2.Voor het College zijn de volgende feiten komen vast te staan.
Op 19 en 20 januari 2011 heeft op het bedrijf van appellant een controle plaatsgevonden. Blijkens het van die controle opgemaakte toezichtrapport van 8 maart 2011 is, samengevat weergegeven, het volgende geconstateerd.
In "stal 1 boerderij" waren in totaal 76 kalveren gehuisvest. Er is geconstateerd dat 5 kalveren ernstig ziek waren. Zij hadden een versnelde ademhaling en lagen op een onnatuurlijke wijze in de eenlingboxen. Deze kalveren zijn op 19 januari 2011 door de praktiserend dierenarts drs. H.J. Houwing (Houwing) geëuthanaseerd.
Voorts is geconstateerd dat alle kalveren niet de beschikking hadden over een droge en/of schone ligplaats. De eenlingboxen waren ernstig vervuild en nat of waren nog niet ingestrooid. Geconstateerd is voorts dat de eenlingboxen niet zodanig waren open gewerkt dat de naast elkaar gehouden kalveren elkaar konden zien en aanraken. Van alle kalveren is geconstateerd dat zij hoestten en de toezichthouders voelden een koude lucht neerdalen. De allerjongste kalveren bleken dun op de mest en de achterwerken en de staarten waren ernstig vervuild met natte witte mest. Bij de oudere kalveren is geconstateerd dat zich oude, droge, aangekoekte mest aan de staarten en achterwerken bevond. Verder is gebleken dat de speenemmers waarmee de kalveren in de eenlingboxen worden gevoerd, niet regelmatig werden schoon gemaakt. Op de rand van de binnenzijde van de emmers bevond zich veel aanslag en voerresten, welke schimmelwerking vertoonden. Voorts is geconstateerd dat het merendeel van de kalveren mager was en een achterstand in ontwikkeling had. Tot slot is komen vast te staan dat de praktiserend dierenarts van appellant, drs. Prins van dierenartsenpraktijk Winsum, voor het laatst op 7 december 2010 op het bedrijf van appellant een consult heeft uitgevoerd voor het uithoornen van kalveren.

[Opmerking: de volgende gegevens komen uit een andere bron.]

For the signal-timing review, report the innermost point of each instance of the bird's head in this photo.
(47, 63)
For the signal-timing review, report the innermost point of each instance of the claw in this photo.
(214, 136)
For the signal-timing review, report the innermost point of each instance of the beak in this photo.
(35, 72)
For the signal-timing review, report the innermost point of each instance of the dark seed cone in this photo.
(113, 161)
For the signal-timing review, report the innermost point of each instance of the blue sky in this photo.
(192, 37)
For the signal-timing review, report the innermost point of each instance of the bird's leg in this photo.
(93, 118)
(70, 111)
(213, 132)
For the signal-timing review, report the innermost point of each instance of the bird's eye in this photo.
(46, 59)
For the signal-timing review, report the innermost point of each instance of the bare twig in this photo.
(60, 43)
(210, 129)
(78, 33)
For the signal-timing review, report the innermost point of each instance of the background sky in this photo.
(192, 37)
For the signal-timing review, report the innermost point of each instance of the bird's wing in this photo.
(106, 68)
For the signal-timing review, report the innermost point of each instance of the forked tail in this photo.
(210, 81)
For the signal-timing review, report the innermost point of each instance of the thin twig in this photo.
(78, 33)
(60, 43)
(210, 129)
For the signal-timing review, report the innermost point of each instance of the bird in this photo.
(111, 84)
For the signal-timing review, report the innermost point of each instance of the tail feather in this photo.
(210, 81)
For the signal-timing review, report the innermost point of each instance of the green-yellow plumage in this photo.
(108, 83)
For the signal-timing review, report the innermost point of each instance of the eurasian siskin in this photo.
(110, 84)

Ten aanzien van de huisvesting is in zijn algemeenheid geconstateerd dat deze zich bevindt onder een dakconstructie waaraan veel condenswater hangt. Het condens druppelt op de kalverenboxen. Daarnaast is geconstateerd dat er op sommige plekken een lekkage is, zoals de naden tussen de damwandplaten en de kapotte gedeeltes van het rieten dak. Op de eenlingboxen waren houten platen geplaatst die voor het overgrote deel de eenlingboxen bedekken. Er is daardoor weinig overzicht op de kalveren die daar zijn gehuisvest. De controle op de kalveren wordt daardoor ernstig bemoeilijkt. De vloer is gedeeltelijk nat door de lekkage en her en der liggen er plassen. Tijdens de controle regent het, zodat de lekkage goed is te zien. Voorts is gevoeld dat door de naden en ruime voorradige kieren, koude lucht neerdaalt op de kalverenboxen, roostervloer en strohokken waar de kalveren zijn gehuisvest.

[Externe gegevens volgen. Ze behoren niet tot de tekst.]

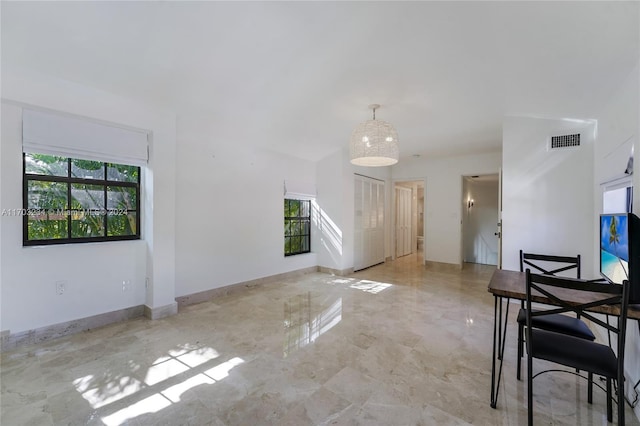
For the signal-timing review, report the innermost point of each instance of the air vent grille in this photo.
(565, 141)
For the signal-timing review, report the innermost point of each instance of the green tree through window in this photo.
(68, 200)
(297, 226)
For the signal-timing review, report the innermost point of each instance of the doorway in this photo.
(481, 226)
(408, 217)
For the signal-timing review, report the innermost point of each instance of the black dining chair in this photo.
(560, 323)
(581, 297)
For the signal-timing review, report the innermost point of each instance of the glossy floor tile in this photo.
(396, 344)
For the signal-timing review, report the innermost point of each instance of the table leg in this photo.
(499, 338)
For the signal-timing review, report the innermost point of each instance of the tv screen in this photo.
(620, 250)
(614, 247)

In "stal 2 jongveestal" werden ongeveer 200 runderen gehouden, verdeeld over 14 verblijven. Van deze runderen is geconstateerd dat zij in matige tot redelijke conditie waren. Van ongeveer een kwart van deze runderen is geconstateerd dat deze niet de beschikking hadden over een schone en droge ligplaats. Gebleken is voorts dat alle dieren in meer of mindere mate aangekoekte natte en droge mest aan de onderbuik, billen en flanken hebben. Voorts is geconstateerd dat in 10 verblijven enkele dieren een (beginnende of chronische) luchtweginfectie hebben. In 6 verblijven is geconstateerd dat het verstrekte ruwvoer vieze, rotte plekken had. Tot slot is geconstateerd dat in drie verblijven te weinig ligboxen waren voor het aantal runderen. In totaal beschikten 24 runderen niet over een ligbox.
In "stal 3 ligboxenstal" werden in totaal 159 runderen gehuisvest. Geconstateerd is dat een rund in de klauwverzorgingsbox stond. Dat wil zeggen dat het rund met de bebloede klauw in de dwangstand stond voor bekappen. Het rund had geen bewegingsruimte en de box bood geen ligplaats. Voorts is geconstateerd dat de melkcarrousel niet was schoon gemaakt en dat deze deels bevuild was met mest. De hygiëne in de melkstal was ver onder de maat. Andere verblijven werden gebruikt als ziekenboeg voor ernstig kreupele koeien en koeien die op het punt staan te bevallen. Deze verblijven boden geen droge en schone ligplaats voor de zieke en ernstig kreupele runderen. De aanwezige runderen hadden ernstige klauwproblemen. De klauwen waren langere tijd niet bekapt of verzorgd. Veel dieren hadden moeite om in de benen te komen door kreupelheid en slechte ligbedden in de ligboxen. Twee runderen waren zo ernstig ziek dat deze niet meer konden opstaan.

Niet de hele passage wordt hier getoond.